The future of decentralized finance (DeFi) has gone beyond just smart contracts with the mass adoption of artificial intelligence (AI). There is now a growing need to embrace the potential of combining DeFi mechanics with AI autonomy.
They are capable of trading, liquidity management, risk audits, and decentralized autonomous organization (DAO) governance, all in real-time and without a human having to press a button. Therefore, it is crucial to understand how to deploy AI agents using integrated large language models (LLMs), particularly when building in Web3 or DeFi.
An on-chain AI agent is an autonomous program that utilizes an LLM for critical thinking, planning, and decision-making. The program outputs are then executed via smart contracts on the blockchain. Unlike traditional bots that follow pre-defined sets of rules, the on-chain AI agent can interpret natural language commands, analyze market data, and interact with the blockchain.
An on-chain AI agent comprises three components. First, there is the intelligence layer that utilizes the LLM (whether it is GPT-4o, Claude Sonnet, or an open-source alternative such as Mistral). The execution component, which employs a smart contract or a wallet system. Finally, a middleware that acts as a tool framework that connects the LLM to the blockchain.

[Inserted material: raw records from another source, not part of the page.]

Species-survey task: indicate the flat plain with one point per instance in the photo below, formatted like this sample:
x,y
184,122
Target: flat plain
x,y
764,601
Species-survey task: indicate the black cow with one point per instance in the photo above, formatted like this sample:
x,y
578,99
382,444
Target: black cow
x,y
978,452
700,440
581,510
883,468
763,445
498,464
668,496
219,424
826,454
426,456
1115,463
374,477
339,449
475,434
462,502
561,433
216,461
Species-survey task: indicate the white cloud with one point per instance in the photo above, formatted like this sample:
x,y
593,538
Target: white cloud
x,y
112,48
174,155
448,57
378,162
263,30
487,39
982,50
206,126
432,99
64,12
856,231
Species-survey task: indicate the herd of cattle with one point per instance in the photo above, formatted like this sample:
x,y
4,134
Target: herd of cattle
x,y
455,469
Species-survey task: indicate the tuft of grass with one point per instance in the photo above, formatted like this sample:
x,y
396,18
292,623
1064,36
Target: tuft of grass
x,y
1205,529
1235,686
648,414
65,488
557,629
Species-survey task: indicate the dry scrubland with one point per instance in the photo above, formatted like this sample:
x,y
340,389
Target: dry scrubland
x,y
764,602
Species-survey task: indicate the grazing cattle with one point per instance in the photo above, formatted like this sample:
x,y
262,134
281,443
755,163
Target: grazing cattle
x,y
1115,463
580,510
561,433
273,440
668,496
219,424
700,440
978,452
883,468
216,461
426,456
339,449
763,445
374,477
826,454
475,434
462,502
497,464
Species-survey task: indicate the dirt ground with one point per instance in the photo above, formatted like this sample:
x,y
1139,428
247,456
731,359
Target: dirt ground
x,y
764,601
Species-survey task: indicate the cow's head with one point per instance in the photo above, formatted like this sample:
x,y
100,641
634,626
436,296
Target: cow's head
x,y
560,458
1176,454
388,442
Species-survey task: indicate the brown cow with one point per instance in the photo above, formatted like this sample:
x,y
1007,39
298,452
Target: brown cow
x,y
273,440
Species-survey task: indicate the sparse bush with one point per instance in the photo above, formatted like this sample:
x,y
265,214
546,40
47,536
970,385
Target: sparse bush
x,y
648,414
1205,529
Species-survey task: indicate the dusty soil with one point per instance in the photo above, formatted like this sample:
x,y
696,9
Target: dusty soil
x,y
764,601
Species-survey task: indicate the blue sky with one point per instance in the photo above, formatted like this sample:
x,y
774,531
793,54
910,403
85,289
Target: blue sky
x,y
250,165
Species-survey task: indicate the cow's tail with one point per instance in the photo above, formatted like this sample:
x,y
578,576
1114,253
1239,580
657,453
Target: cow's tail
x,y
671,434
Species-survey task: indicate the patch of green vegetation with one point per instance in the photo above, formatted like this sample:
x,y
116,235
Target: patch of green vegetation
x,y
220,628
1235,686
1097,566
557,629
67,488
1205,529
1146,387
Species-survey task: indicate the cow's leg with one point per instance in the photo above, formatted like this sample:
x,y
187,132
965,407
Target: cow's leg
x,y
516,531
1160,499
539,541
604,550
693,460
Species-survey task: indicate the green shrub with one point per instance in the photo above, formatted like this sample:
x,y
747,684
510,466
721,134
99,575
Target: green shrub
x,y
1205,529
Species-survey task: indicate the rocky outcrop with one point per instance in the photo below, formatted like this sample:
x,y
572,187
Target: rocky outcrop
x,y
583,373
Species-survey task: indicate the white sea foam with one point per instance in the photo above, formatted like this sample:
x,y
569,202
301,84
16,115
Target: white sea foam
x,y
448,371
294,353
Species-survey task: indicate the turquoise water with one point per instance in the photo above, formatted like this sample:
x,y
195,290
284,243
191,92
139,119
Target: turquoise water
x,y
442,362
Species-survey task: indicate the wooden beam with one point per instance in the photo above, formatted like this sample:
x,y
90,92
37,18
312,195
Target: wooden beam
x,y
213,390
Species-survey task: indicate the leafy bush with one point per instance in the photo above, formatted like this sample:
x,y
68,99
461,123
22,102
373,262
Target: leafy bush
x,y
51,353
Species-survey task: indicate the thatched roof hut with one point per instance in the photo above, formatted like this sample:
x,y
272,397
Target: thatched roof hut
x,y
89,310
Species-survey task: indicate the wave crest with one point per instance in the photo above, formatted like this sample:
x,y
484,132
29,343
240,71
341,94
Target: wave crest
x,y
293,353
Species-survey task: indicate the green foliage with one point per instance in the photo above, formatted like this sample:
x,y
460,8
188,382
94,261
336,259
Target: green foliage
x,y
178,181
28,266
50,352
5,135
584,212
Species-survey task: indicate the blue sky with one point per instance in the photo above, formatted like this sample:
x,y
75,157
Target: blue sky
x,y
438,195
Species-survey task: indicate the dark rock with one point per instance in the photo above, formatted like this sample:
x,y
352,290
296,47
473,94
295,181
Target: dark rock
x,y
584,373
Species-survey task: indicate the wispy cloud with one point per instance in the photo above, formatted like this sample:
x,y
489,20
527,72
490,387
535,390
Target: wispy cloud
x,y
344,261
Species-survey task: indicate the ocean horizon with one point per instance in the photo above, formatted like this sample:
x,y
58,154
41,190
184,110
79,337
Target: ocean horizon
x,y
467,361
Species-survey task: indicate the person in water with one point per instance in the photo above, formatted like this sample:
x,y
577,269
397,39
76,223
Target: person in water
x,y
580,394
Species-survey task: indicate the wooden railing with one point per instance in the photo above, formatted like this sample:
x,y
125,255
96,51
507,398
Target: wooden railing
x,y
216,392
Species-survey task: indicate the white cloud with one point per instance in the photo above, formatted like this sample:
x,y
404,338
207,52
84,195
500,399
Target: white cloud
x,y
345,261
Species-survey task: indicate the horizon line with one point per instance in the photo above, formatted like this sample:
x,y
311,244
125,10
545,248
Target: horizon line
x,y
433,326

Before writing any code, you need to make three decisions.
1. Select your LLM
For most DeFi applications, an API from OpenAI or Anthropic is one seamless way to start. For more privacy-focused or decentralized use, an open-source model hosted on a decentralized compute network (such as 0G Labs or Internet Computer Protocol), which has demonstrated full on-chain model hosting, may be more suitable.
2. Choose a blockchain
A blockchain of choice is one with a minimal transaction fee and Coinbase CDP SDK integrations. A widely accepted example is Base Chain, which uses the Ethereum blockchain’s OP Stack. Another option is the Ethereum mainnet blockchain; however, the gas fee is relatively higher. For multi-chain operations, you will need cross-chain bridges built into your agent logic.
3. Pick a framework
This is the infrastructure that handles memory, tool routing, and multi-step reasoning chains. The top open-source frameworks for building agent workflows are LangChain and its graph-based extension, LangGraph. For production, the stack is augmented with observability and evaluation capabilities provided by LangSmith.
Set Up a Smart Wallet
Your agent will require an on-chain identity and a signing capability for transactions. Create an account abstraction using an ERC-4337 wallet or Coinbase’s CDP SDK. Ensure you fund the wallet, engage in DeFi activities, and sign all on-chain activities. Avoid granting an AI agent full access to a treasury wallet. Set a spending limit and a multi-sig security system.
Connect the LLM via API
Integrate your chosen LLM through its API. Set up a system prompt that includes the role, constraints, and output type for your agent. Instruct your model to structure JSON so your middleware can reliably parse actions such as “swap,” “stake,” or “vote.” Ensure to test this layer offline before integrating it with any live contract.
Build the Tool Interface
This is the layer that translates LLM decisions into blockchain calls. Configure the tools that the agent can use, including reading the price of a token from an oracle, making a call on a decentralized exchange router, casting a governance vote, or transferring assets. Each tool should validate its parameters to verify that the agent is not trying to call a contract with invalid calldata.
Keep Record
The default setting of LLMs is that they do not retain memory from one call to the next. This is a difficulty for the trading or portfolio-based agent. Use a vector database or a simple key-value store to provide the agent memory about past decisions, holdings, and strategy parameters. Provide the necessary context at the start of the LLM call.
Implement Guardrails
Transactions on the blockchain are non-reversible. Before you deploy on mainnet, define the maximum transaction size, daily budget, whitelisted contract addresses the agent can communicate with, and a kill switch that a human operator can activate. Establish these thresholds both at the system prompt level of the agent and at the smart contract level. Do not rely solely on the LLM to honor these thresholds.
Test on a Testnet
Using a testnet (such as Base Sepolia or Ethereum Sepolia), execute the full loop of the agent, including reasoning, tool calls, wallet transactions, and outcome logging. Use LangSmith or a similar observability tool to trace every step. Verify that there are no hallucinations during the tool calls, token misuse, or latency problems.
Monitor in Production Environments
Almost 89% of AI agent teams are utilizing observability tooling within their AI agent teams for production environments. This is not optional for on-chain agents since a bad decision results in loss of money. Log all LLM calls, all tool calls, and all transaction hashes. Set up alerts for anomalous behavior such as unusually large swaps or repeated failed transactions.